- Sophia Eugênia Vieira
- 16 de mar. de 2024

Vou contar aqui sobre um filme que encontrei por acaso no Prime e adorei!
Three Thousand Years of longing ou Era uma vez um gênio conta a história de um gênio preso na lâmpada por 3 mil anos e de Aletheia (nome de origem grega cujo significado remete à busca pela verdade). Aletheia é uma mulher “apropriadamente feliz” e “sozinha por escolha”. Independente, vive do exercício da sua mente acadêmica; historiadora, pesquisa as “verdades comuns a todas as histórias da humanidade”. No filme, este cenário é narrado de entrada enquanto a personagem agita inquieta as pernas num claro sinal de ansiedade. Apropriadamente feliz.
Sempre que assisto a um filme, me esforço para captar as primeiras mensagens, imagens, todo tipo de detalhe nas primeiríssimas cenas. Elas quase sempre farão algum sentido no final.
A história é narrada através de um conto de fadas contemporâneo, quando a humanidade, tendo desenvolvido tantas avançadas tecnologias e engenharias que exploram o céu, as profundezas marinhas e impensáveis formas de captar e transmitir informações à distância, segue envolvida nos mais primitivos conflitos do desejo.
Me fez lembrar de uma conversa estranha e engraçada que tive com uma amiga que me perguntou certa vez: “mas como você pode ser tão freudiana e tão reprimida? era pra você ser mais livre!”. E a minha resposta teria sido algo como: exatamente, quero seguir livre e manter meu réu primário!
Às vezes, têm-se a ideia de que quem faz análise sai por aí pondo em prática tudo que pode ter sido represado ao longo da vida. Sim, muita coisa é colocada em marcha, a vida acontece, nós acontecemos. Mas sem perder o contato com a realidade. Aliás, em alguns casos, esse se torna o principal ganho: adquirir coragem para caminhar descalço sobre o chão da realidade (de dentro e de fora).

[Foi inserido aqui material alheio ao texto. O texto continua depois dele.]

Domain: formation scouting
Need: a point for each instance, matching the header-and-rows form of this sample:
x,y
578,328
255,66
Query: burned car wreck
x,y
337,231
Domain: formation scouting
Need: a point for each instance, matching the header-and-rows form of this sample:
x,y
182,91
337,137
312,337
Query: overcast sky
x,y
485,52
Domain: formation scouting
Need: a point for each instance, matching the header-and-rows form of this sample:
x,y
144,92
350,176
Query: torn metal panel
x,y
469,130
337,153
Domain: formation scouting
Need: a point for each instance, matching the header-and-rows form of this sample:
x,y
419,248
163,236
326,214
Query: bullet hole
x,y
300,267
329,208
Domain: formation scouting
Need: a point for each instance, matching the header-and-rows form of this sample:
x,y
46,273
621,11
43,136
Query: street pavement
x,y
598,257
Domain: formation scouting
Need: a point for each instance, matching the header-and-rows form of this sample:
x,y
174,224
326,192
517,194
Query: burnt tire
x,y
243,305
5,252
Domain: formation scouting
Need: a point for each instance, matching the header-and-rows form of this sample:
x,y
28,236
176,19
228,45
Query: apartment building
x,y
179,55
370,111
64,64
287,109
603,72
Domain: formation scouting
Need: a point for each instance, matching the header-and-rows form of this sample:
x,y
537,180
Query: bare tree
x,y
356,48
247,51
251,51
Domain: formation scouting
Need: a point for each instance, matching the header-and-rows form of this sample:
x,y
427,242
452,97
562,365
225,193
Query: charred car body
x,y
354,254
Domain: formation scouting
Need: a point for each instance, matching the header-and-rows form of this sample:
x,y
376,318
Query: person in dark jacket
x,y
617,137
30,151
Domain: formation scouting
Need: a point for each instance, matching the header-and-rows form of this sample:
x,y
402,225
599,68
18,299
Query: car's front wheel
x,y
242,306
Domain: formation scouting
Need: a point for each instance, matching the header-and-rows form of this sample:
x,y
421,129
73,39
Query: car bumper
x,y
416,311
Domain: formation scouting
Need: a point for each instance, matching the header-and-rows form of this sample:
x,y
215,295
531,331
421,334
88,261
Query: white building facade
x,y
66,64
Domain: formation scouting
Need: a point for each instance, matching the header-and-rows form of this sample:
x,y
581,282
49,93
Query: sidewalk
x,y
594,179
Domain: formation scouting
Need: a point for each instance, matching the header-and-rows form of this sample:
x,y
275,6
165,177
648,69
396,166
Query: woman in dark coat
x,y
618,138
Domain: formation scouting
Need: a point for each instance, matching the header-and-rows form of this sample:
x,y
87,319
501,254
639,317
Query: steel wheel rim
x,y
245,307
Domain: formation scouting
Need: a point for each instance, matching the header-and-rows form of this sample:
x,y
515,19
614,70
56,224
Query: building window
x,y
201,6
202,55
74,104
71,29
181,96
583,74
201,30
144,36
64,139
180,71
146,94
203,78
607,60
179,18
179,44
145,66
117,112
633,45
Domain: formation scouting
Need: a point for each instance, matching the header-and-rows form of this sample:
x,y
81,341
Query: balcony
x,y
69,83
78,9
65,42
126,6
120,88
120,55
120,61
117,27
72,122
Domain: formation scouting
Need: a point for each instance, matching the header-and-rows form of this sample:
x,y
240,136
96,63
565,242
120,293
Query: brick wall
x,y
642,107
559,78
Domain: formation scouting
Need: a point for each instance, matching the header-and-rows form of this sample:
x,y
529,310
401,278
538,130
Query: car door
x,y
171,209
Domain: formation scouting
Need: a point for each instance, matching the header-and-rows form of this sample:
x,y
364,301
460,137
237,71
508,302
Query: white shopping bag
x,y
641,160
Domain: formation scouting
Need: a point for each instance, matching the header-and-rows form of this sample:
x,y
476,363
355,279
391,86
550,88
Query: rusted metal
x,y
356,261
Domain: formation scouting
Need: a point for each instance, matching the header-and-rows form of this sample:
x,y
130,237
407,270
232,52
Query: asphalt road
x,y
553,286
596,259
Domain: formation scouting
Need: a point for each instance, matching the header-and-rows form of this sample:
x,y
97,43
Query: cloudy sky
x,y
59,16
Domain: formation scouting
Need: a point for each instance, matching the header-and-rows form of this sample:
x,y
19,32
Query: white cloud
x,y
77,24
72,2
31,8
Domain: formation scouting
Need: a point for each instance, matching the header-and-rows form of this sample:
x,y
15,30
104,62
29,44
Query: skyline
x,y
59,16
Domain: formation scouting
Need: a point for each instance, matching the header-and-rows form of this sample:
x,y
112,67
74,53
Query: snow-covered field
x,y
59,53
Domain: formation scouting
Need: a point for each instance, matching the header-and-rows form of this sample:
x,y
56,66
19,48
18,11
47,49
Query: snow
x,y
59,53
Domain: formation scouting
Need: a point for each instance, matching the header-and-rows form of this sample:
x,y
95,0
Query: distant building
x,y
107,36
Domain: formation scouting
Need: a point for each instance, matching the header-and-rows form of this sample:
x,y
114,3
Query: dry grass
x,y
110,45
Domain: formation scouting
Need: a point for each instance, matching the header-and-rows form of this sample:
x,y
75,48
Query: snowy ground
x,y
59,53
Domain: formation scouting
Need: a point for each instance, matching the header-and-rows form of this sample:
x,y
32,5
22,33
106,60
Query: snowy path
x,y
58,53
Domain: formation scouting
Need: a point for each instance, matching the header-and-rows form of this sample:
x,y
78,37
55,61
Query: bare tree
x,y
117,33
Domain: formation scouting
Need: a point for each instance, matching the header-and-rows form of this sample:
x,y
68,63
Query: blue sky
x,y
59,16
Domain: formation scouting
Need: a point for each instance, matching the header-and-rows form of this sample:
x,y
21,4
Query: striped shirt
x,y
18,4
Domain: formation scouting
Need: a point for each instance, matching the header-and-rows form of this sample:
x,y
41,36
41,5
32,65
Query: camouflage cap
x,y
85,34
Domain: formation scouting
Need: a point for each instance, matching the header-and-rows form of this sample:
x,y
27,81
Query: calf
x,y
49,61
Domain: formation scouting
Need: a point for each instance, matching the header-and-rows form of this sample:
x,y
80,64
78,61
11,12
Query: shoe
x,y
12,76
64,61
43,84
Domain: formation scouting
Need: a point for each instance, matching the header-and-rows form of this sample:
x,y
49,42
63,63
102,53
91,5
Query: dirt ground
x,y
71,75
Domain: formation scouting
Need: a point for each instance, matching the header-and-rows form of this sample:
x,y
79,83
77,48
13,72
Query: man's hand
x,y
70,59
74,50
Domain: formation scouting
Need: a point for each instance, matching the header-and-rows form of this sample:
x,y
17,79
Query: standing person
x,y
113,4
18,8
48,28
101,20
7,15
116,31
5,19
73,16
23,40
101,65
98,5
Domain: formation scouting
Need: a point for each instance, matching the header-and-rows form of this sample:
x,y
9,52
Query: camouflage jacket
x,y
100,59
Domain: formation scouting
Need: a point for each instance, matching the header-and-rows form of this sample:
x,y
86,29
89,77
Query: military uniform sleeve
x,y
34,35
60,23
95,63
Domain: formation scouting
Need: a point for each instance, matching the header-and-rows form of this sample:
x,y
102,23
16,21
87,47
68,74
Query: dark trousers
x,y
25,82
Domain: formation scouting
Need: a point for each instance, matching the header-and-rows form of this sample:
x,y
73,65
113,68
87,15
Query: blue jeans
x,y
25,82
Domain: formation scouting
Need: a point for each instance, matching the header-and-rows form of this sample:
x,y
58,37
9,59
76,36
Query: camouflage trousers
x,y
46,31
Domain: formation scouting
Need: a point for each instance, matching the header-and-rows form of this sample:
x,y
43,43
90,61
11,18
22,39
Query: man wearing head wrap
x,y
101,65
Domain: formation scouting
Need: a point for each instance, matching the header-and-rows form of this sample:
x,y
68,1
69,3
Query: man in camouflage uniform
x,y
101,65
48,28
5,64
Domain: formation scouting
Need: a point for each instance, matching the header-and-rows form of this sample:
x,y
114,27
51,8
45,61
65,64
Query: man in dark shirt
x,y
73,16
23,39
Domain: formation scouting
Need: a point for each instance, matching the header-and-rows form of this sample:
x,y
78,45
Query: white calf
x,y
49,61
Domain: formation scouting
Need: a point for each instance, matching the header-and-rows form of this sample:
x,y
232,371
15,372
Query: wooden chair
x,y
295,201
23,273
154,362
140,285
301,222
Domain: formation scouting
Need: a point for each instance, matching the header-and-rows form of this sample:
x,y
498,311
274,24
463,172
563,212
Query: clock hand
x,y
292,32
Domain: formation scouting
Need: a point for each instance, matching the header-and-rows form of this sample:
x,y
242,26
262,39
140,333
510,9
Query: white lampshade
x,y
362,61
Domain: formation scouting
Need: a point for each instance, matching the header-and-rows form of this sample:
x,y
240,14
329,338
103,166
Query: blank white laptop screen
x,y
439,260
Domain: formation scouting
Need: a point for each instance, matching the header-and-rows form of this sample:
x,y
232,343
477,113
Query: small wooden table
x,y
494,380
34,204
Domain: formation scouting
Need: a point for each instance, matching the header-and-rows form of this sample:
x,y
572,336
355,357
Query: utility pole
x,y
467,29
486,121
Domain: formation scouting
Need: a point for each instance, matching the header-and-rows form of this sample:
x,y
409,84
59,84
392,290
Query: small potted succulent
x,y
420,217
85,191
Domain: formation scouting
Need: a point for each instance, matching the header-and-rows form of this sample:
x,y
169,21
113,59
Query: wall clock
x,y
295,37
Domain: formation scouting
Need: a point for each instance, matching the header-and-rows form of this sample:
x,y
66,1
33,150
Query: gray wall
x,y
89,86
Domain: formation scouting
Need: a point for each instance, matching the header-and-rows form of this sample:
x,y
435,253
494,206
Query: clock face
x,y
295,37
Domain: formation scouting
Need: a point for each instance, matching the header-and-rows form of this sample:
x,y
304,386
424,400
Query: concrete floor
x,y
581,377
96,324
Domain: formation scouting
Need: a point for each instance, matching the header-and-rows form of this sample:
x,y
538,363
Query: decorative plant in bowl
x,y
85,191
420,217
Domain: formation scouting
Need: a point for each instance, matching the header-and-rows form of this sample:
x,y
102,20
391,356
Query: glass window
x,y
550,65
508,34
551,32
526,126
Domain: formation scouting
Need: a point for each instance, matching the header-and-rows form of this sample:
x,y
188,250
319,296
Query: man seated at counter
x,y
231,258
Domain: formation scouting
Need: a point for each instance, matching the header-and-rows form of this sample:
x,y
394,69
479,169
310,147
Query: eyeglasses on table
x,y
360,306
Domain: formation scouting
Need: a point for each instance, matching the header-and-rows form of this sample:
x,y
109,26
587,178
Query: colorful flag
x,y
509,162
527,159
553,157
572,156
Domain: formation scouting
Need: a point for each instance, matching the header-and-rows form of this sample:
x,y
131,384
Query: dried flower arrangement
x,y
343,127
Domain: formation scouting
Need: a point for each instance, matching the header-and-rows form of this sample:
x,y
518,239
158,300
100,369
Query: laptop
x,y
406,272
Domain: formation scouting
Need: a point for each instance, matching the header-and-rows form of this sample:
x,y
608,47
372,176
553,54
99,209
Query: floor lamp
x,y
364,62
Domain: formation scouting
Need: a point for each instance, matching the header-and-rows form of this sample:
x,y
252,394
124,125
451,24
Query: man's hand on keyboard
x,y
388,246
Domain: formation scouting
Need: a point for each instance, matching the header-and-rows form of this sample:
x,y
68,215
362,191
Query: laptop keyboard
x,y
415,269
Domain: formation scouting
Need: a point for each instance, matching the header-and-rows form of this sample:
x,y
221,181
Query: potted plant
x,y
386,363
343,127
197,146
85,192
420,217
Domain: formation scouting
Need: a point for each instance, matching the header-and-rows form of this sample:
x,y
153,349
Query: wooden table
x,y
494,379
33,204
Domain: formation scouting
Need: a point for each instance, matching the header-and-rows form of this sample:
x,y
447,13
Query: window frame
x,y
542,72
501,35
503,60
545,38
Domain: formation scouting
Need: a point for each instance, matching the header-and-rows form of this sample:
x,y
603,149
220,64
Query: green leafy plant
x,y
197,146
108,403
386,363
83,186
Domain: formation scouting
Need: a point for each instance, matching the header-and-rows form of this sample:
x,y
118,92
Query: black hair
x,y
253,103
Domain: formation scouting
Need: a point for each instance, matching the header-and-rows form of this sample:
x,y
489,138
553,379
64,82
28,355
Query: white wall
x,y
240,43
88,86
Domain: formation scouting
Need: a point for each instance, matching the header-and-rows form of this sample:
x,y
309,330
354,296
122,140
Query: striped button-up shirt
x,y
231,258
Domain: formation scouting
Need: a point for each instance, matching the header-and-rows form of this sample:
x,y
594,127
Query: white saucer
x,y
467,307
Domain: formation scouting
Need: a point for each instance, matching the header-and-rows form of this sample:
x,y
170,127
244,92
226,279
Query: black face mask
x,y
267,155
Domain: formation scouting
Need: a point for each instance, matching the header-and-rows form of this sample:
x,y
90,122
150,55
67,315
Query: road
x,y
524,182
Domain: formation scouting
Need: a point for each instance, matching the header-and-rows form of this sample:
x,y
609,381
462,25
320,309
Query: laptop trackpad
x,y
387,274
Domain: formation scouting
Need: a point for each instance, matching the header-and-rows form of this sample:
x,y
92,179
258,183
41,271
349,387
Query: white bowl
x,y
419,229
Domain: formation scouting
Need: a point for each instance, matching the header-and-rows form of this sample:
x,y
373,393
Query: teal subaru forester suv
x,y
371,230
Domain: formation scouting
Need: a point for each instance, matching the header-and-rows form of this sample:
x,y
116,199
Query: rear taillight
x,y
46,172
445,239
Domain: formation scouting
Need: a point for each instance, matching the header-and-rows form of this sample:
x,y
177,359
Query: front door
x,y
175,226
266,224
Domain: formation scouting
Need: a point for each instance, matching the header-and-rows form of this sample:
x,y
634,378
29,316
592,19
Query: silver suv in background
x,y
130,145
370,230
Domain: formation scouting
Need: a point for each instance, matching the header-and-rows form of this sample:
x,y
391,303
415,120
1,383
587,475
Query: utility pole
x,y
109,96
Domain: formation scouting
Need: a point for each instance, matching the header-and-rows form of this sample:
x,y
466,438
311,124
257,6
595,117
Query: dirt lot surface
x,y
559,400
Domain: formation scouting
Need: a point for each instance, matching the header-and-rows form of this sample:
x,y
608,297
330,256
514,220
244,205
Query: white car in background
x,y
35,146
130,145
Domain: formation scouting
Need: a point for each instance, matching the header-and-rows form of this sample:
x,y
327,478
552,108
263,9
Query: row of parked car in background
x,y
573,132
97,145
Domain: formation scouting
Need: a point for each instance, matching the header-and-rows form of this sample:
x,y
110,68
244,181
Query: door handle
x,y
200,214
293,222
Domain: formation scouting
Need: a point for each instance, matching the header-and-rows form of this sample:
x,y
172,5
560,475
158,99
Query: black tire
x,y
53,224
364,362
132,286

Bem, voltando ao filme, o conto se repete: o gênio somente será realmente livre se realizar três desejos daquela que o libertou da garrafa. Mas não desejos imediatos, eles terão de ser desejos desejados com o coração, com profundidade. No entanto, na medida em que o gênio narra suas tentativas anteriores de sair da garrafa e ser liberto, apresenta realizações de desejo desastrosas com consequências incontroláveis, o que aterroriza Aletheia.
Em vários momentos, a história me fez pensar que há desejos que não são para serem realizados. Ou que talvez a melhor forma de “realizá-los”, no sentido de torná-los reais, seria conhecê-los, mas não os satisfazer. Seria apropriar-se deles e assumir o controle de não os atuar.
Há desejos perigosos e há conflitos indissolúveis. “Conhecereis a verdade e a verdade vos libertará!”. Para Wilfred Bion, um psicanalista, a busca pela verdade é o alimento da mente. Contudo, na busca pelo autoconhecimento, é provável que não encontremos uma essência muito, digamos, sublime. Acredito que o que mais se aproxima de um “verdadeiro eu” seja o resultado desses constantes acordos internos dos quais, quanto mais nos aproximamos, mais fortes e tolerantes nos tornamos, e mais conscientemente faremos escolhas.
Quando o desejo de Aletheia passou a ser a presença do gênio, não satisfazer seu último pedido tornou seu desejo realizável. E, assim, o gênio, desejoso de poder conversar - afinal de contas foram 3 mil anos de isolamento- e Aletheia puderam unir suas solidões e seguir desejantes.